I often wish more software would make the same UX trade-offs.

I suspect this is why a lot of advanced users stick with the command line - a better "pro" UX is surely possible (REPLs / notebook style interfaces are a limited example) but outside of programming tools there doesn't seem to be much serious effort in this space.


> I often wish more software would make the same UX trade-offs.

It's worth noting that this is the antithesis of mainstream designer thinking right now. Designers i've worked with want to minimise the amount of information on screen to maximise its impact and clarity; lots of blank space, lots of elegance. Perhaps this works for general consumer apps, but it's not what heavy professional users want, are accustomed to, or can make the best use of.

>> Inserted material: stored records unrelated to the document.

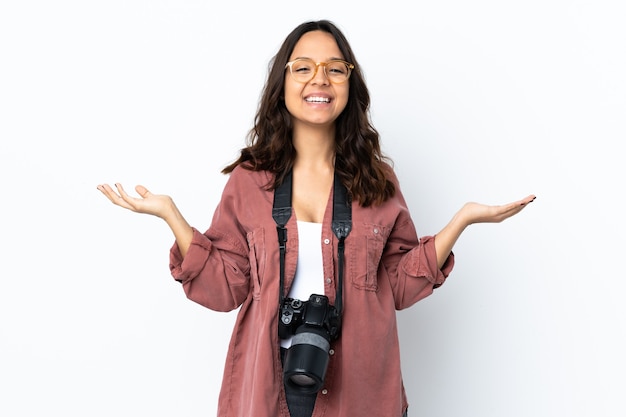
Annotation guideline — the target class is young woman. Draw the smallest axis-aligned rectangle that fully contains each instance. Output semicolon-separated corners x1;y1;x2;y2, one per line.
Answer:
97;19;535;417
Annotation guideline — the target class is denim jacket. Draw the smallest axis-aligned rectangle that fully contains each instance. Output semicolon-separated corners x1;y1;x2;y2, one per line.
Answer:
170;165;454;417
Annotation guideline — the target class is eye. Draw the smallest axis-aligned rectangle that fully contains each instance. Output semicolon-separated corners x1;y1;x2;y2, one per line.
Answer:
327;61;348;75
292;60;313;73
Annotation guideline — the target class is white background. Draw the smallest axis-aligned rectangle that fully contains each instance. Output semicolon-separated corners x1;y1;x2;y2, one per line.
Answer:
1;1;625;416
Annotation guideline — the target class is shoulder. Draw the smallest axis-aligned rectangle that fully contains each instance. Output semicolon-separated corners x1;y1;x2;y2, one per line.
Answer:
377;161;409;211
216;166;275;213
226;165;274;190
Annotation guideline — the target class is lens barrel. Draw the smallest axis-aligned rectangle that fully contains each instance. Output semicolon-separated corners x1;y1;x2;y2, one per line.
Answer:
283;326;331;394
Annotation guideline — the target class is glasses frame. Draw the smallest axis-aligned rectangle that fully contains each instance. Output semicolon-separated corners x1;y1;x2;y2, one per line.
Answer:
285;58;355;84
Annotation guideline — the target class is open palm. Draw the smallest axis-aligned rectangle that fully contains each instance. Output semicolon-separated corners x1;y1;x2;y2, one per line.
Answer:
97;183;174;219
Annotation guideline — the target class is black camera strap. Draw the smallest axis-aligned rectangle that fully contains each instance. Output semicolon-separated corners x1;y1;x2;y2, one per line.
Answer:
272;170;352;317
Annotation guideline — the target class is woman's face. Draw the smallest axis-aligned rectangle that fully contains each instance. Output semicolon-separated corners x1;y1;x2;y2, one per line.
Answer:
284;30;350;130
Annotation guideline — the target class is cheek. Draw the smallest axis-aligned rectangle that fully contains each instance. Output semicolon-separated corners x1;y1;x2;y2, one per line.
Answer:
283;80;302;112
335;87;350;112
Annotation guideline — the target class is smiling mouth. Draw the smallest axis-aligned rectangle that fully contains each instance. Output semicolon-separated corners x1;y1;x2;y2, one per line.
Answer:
305;96;331;103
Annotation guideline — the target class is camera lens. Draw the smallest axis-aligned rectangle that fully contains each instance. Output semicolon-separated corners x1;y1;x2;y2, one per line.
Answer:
288;374;317;387
283;326;331;394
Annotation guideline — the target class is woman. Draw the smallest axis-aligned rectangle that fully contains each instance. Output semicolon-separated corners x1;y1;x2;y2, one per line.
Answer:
97;19;535;417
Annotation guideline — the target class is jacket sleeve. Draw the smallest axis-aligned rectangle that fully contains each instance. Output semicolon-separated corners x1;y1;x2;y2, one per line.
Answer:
169;171;252;312
382;173;455;310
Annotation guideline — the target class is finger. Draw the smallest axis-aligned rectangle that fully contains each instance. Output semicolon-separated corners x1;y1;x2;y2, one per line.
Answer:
503;195;536;212
116;183;136;202
97;184;121;203
135;185;151;198
494;196;535;221
97;184;133;210
97;183;115;195
519;195;536;206
117;183;140;201
112;183;138;210
502;201;527;216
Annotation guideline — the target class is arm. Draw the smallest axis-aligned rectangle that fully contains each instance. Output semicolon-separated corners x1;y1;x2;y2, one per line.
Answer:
434;194;537;268
387;193;536;309
96;183;194;257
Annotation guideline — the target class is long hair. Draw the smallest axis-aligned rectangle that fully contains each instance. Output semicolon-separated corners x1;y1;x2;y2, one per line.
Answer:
222;20;395;206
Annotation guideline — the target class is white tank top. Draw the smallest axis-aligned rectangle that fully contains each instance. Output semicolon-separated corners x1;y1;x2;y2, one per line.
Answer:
280;220;324;348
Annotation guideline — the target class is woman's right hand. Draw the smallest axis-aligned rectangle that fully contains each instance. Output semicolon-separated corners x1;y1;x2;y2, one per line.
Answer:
96;183;175;220
97;183;194;256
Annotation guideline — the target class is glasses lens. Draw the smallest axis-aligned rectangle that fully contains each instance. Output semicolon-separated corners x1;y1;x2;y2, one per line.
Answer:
325;61;350;82
288;59;352;83
290;59;315;82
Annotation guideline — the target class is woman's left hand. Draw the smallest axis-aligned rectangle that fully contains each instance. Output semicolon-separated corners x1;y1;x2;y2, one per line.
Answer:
459;194;536;226
434;194;537;268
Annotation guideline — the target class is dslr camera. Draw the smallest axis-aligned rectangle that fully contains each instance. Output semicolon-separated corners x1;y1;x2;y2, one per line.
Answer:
279;294;340;394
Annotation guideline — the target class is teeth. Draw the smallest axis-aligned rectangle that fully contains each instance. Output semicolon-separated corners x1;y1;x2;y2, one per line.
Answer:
306;97;330;103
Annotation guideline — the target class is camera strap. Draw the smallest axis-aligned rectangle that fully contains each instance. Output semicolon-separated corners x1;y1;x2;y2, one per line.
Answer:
272;170;352;316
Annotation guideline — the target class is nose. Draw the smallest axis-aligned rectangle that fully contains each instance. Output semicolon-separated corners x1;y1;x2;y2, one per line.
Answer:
310;63;330;85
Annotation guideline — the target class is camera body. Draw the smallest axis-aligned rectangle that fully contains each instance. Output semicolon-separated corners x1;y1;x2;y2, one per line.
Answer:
279;294;340;340
279;294;341;393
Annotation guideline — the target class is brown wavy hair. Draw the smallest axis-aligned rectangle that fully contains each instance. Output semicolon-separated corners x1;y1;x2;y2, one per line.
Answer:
222;20;395;207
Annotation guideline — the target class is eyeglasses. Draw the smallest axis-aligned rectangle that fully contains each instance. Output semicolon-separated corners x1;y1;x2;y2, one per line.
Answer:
285;58;355;84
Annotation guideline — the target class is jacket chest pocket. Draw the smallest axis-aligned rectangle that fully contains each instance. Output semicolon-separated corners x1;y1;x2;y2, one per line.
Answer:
349;223;390;292
247;227;266;300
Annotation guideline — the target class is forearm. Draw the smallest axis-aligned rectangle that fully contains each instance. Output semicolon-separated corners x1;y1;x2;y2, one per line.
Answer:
434;210;468;269
163;202;194;258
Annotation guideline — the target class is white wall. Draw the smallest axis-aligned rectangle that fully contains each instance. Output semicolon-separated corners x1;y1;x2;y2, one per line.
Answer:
1;1;624;416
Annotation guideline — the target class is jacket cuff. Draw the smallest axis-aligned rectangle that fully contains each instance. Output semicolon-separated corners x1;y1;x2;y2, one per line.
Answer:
169;227;213;283
401;235;454;287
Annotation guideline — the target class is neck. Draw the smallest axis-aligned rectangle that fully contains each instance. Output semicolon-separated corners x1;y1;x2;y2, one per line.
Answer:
291;124;336;170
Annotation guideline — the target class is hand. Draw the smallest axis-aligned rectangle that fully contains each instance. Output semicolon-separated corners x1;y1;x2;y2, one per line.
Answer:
96;183;175;220
434;194;536;268
460;194;536;226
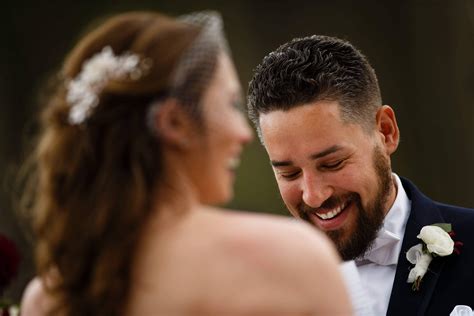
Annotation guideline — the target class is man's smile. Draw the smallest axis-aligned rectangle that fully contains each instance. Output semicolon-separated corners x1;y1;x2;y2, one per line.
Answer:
313;200;349;220
308;200;353;231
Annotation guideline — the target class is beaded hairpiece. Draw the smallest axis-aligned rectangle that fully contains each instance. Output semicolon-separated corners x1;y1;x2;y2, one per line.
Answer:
66;46;148;125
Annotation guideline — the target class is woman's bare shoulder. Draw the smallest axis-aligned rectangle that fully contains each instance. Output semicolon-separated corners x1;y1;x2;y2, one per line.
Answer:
215;208;336;258
130;208;354;315
207;209;353;315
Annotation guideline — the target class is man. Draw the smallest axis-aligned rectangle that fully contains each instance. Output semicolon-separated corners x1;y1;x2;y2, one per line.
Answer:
247;35;474;316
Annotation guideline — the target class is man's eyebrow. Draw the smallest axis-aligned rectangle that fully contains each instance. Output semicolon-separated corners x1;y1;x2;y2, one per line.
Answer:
270;145;343;167
270;160;292;167
309;145;343;160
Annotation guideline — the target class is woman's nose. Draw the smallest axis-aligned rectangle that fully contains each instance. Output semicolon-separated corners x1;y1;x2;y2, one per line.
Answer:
238;115;254;144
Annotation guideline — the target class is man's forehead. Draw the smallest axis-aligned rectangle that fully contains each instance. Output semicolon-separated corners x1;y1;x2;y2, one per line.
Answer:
259;103;343;142
258;104;368;165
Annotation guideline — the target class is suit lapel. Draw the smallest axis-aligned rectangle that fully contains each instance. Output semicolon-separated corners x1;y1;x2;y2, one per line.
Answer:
386;178;446;316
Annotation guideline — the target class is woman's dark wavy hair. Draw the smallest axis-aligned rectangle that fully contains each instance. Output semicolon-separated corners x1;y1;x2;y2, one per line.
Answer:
20;11;217;316
247;35;382;137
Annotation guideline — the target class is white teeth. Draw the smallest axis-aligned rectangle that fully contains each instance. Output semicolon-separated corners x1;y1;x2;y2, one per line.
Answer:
228;157;240;169
315;203;346;220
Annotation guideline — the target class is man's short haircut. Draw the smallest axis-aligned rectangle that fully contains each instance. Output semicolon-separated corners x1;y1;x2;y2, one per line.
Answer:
247;35;382;137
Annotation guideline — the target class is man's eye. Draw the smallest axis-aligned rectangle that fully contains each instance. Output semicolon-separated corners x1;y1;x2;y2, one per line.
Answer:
279;171;300;180
322;160;344;170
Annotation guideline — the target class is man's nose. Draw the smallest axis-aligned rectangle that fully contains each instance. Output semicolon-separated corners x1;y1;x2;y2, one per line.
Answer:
301;173;333;208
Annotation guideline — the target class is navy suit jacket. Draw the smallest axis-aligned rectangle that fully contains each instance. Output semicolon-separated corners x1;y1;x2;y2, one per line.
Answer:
386;178;474;316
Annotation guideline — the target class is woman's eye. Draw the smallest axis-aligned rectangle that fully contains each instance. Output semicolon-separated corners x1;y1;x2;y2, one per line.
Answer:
232;99;244;111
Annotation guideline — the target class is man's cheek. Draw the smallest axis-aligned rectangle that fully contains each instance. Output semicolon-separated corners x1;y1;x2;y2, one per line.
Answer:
278;184;295;201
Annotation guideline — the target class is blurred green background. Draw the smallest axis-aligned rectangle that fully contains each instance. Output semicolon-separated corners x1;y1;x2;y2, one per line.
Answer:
1;0;473;301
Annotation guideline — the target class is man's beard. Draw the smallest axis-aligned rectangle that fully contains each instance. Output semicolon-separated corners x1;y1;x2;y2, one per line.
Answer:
298;146;393;261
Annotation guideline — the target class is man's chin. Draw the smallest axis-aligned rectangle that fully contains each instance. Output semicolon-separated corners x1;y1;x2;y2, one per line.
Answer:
327;230;353;257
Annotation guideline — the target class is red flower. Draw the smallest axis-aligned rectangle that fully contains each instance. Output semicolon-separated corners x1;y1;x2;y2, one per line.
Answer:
0;234;21;295
453;241;464;255
1;308;11;316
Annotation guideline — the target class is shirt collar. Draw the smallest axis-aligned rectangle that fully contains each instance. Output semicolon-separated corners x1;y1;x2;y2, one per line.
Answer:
357;173;411;266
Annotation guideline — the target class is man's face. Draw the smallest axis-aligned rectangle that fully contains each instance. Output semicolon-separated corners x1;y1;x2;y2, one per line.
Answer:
259;101;397;260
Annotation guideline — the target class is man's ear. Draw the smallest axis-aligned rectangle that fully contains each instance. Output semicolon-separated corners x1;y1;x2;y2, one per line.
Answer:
150;99;195;149
375;105;400;155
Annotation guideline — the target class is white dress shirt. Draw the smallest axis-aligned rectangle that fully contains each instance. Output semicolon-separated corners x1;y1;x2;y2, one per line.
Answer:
355;174;411;316
340;260;376;316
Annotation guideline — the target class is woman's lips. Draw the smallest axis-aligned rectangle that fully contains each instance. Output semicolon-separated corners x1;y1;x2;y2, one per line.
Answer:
227;156;240;170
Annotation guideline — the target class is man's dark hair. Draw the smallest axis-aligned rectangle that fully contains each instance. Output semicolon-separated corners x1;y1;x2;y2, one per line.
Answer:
247;35;382;137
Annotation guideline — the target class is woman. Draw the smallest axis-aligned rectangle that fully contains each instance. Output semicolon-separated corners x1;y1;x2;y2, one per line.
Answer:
20;11;353;315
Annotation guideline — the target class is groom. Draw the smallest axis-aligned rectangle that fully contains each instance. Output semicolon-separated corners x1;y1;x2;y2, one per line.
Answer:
247;35;474;316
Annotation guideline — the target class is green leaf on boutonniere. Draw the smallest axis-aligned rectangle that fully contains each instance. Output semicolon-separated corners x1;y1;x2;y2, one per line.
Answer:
421;243;428;253
432;223;452;233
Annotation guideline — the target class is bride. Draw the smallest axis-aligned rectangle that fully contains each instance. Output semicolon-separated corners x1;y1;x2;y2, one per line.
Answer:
20;11;353;316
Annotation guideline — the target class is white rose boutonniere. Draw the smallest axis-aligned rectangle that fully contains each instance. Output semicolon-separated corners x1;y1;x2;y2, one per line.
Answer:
406;223;463;291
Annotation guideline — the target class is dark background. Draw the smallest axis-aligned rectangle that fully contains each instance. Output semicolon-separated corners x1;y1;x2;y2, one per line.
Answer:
1;0;473;301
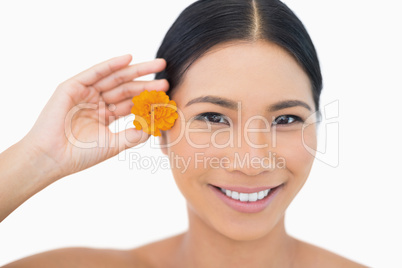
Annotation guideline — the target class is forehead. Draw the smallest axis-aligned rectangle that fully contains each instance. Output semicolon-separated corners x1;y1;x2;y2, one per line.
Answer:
173;40;314;109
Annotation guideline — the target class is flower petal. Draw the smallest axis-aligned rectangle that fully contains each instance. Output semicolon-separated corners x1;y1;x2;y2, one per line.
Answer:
131;90;178;137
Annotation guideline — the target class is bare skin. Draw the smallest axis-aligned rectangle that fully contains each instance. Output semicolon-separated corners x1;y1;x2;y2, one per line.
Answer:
0;43;368;267
129;229;367;268
2;233;367;268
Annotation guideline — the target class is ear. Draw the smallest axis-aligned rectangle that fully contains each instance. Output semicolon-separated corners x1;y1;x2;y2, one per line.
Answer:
159;132;168;156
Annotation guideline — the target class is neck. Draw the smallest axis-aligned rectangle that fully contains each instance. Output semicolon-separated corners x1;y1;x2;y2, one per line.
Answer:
174;205;298;268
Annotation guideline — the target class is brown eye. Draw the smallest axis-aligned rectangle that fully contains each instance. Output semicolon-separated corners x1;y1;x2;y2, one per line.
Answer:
195;112;230;125
273;115;302;125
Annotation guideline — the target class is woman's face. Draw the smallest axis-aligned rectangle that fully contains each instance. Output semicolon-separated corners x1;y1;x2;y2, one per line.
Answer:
160;40;317;241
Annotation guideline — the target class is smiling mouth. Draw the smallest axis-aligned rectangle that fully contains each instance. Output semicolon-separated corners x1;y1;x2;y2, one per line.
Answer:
210;184;283;203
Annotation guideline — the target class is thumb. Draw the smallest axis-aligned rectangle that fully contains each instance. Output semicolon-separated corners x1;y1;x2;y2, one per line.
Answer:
111;127;150;154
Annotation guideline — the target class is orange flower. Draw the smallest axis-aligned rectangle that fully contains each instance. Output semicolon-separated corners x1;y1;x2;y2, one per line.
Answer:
131;90;178;137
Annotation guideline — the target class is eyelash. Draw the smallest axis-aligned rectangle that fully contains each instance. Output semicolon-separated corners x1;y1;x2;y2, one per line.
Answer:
194;112;231;125
272;114;303;126
194;112;303;126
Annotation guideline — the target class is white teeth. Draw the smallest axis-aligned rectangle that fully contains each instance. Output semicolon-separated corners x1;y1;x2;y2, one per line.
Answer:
248;192;258;202
226;189;232;197
239;193;249;202
219;187;272;202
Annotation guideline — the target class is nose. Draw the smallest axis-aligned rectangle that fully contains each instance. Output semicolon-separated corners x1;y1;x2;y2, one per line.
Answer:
225;116;276;176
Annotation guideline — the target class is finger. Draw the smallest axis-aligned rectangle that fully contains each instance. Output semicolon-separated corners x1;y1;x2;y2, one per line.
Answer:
72;54;132;86
109;127;150;155
110;98;134;118
91;58;167;92
101;79;169;104
102;98;133;126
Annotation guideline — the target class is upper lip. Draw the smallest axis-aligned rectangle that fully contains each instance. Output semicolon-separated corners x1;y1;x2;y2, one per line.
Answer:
210;184;282;193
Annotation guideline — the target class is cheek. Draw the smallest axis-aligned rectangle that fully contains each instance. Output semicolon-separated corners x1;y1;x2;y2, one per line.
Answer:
275;126;317;180
164;124;208;200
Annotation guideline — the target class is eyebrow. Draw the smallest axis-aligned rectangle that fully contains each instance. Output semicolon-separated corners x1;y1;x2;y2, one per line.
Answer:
185;95;312;112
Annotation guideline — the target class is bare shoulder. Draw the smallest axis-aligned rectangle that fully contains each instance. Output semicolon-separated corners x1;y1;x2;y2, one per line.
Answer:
1;247;138;268
128;232;185;268
294;238;368;268
2;233;185;268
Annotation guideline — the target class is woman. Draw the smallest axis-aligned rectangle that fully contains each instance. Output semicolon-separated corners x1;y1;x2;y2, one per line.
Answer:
0;0;367;267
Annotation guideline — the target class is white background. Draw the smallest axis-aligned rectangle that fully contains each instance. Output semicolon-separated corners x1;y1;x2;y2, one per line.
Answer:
0;1;401;267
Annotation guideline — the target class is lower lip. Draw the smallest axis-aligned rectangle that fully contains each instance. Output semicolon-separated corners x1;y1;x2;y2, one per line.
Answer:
208;184;283;213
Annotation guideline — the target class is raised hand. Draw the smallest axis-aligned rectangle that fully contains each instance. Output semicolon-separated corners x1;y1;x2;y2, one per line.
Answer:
22;55;169;178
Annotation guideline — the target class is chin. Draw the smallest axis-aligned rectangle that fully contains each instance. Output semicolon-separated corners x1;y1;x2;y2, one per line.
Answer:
190;202;286;243
219;212;285;242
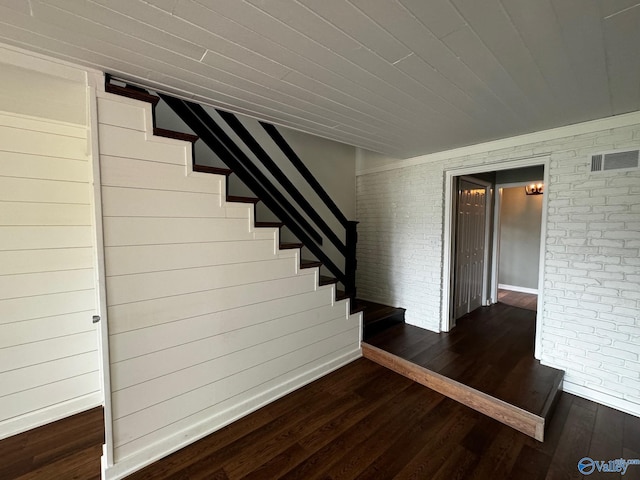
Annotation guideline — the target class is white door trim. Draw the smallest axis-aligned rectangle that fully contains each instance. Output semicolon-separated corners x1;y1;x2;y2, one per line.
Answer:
442;156;550;360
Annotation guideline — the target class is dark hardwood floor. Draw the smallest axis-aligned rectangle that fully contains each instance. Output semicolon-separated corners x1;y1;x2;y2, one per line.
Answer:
498;288;538;311
2;360;638;479
364;302;562;417
0;406;104;480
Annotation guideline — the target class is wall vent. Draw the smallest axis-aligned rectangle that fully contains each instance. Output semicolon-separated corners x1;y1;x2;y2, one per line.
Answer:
590;149;640;173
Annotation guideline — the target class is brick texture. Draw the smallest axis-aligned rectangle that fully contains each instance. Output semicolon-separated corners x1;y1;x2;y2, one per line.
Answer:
356;121;640;409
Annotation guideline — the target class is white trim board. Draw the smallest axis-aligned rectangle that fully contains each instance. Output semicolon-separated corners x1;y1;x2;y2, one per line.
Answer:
102;347;362;480
498;284;538;295
356;111;640;176
561;379;640;418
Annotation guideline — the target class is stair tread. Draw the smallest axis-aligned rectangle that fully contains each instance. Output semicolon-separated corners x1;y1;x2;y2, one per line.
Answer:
300;259;322;269
193;164;233;176
153;128;198;143
105;82;159;105
319;275;338;286
255;221;284;228
227;195;260;204
357;299;406;326
279;242;303;250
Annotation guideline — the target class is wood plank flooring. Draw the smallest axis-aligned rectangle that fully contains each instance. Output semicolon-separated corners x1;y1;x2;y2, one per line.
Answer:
2;361;639;479
498;288;538;311
364;302;563;419
0;407;104;480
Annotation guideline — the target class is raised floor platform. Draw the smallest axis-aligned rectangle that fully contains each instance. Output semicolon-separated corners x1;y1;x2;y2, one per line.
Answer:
362;302;564;441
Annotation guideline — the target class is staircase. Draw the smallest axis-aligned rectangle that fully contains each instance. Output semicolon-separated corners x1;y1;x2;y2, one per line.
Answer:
105;76;358;303
98;78;365;477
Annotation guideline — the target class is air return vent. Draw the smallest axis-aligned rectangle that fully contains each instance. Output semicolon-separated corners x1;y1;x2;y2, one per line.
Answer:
590;149;639;173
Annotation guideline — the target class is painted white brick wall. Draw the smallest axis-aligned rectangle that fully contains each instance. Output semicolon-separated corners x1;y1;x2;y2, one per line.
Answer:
356;117;640;414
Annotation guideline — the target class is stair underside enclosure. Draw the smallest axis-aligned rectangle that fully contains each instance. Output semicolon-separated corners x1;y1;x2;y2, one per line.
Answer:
98;83;362;479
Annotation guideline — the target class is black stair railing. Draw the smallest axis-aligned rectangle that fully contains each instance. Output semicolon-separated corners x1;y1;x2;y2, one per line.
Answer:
108;77;358;299
158;94;358;296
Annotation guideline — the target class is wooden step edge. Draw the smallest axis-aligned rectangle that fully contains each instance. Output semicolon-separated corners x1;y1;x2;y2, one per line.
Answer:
361;343;545;441
105;82;160;105
255;221;284;229
539;369;565;422
300;259;322;269
363;308;407;326
193;164;233;176
319;275;338;286
279;242;303;250
153;127;198;143
227;195;260;204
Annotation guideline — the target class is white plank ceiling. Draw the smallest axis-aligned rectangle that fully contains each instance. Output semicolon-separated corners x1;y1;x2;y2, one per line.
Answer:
0;0;639;158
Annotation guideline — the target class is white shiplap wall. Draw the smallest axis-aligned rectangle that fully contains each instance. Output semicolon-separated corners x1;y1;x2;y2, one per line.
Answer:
0;54;101;440
98;92;361;479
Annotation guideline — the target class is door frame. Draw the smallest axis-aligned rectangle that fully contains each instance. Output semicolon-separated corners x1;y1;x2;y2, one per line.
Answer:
442;156;550;360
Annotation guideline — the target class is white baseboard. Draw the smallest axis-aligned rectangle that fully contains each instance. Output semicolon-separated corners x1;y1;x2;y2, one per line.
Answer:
561;380;640;418
102;348;362;480
498;284;538;295
0;392;103;441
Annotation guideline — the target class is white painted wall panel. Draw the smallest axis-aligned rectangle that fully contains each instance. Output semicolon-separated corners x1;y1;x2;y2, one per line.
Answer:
0;269;95;300
98;90;361;477
0;311;94;348
101;187;222;218
97;95;147;132
0;331;97;373
0;226;94;250
0;54;100;440
103;217;252;246
0;124;88;159
0;352;98;396
106;258;299;305
0;176;91;204
107;274;318;334
0;202;92;226
0;151;89;182
0;372;100;420
104;240;275;276
109;289;333;361
100;156;222;195
111;303;345;391
99;124;189;165
0;290;97;326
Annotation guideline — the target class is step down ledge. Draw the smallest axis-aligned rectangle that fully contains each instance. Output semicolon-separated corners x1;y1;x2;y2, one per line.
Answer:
361;343;547;441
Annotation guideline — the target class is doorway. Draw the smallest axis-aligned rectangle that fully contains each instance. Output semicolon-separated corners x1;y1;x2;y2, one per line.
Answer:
442;157;550;359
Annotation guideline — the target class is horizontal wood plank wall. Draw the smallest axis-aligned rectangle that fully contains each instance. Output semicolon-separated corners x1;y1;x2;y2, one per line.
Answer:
0;72;101;440
97;93;362;479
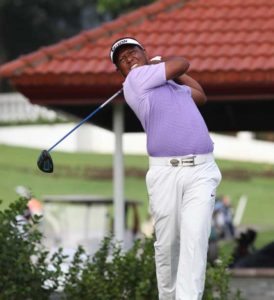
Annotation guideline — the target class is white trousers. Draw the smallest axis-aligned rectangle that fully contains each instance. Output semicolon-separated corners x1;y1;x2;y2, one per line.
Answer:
146;153;222;300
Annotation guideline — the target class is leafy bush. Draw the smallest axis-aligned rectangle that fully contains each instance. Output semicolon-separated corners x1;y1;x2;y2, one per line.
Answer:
204;256;243;300
63;236;243;300
63;236;158;300
0;198;243;300
0;198;65;300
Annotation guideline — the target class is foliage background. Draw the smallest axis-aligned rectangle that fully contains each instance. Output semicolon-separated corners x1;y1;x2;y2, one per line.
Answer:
0;198;65;300
0;197;243;299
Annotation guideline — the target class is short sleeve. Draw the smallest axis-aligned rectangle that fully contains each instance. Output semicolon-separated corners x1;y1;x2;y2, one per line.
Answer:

Yes, I 100% agree. I struggle with this decision constantly on my platform (https://www.tiingo.com). People have called it a "Bloomberg Killer" but I strongly disagree. My goal is not to replace bloomberg.

But one thing I constantly iterated was getting that blend. I also found though, some users didn't use some of the features like keyboard shortcuts. Also the way iterative web design works, is it kind of runs counter to developing keyboard shortcuts. You want to develop quickly, but at the same time keyboard shortcuts need to stay the same alongside a fast UX. If you constantly change things when people prioritize predictability and speed, you run into what Excel did in 2007 when everything changed.

It's a tradeoff and I think there has to be some semblance of stability before you can optimize the UX. I think I'm now at that stage but the current paradigms of iterative development make this difficult to pull off in the short-term.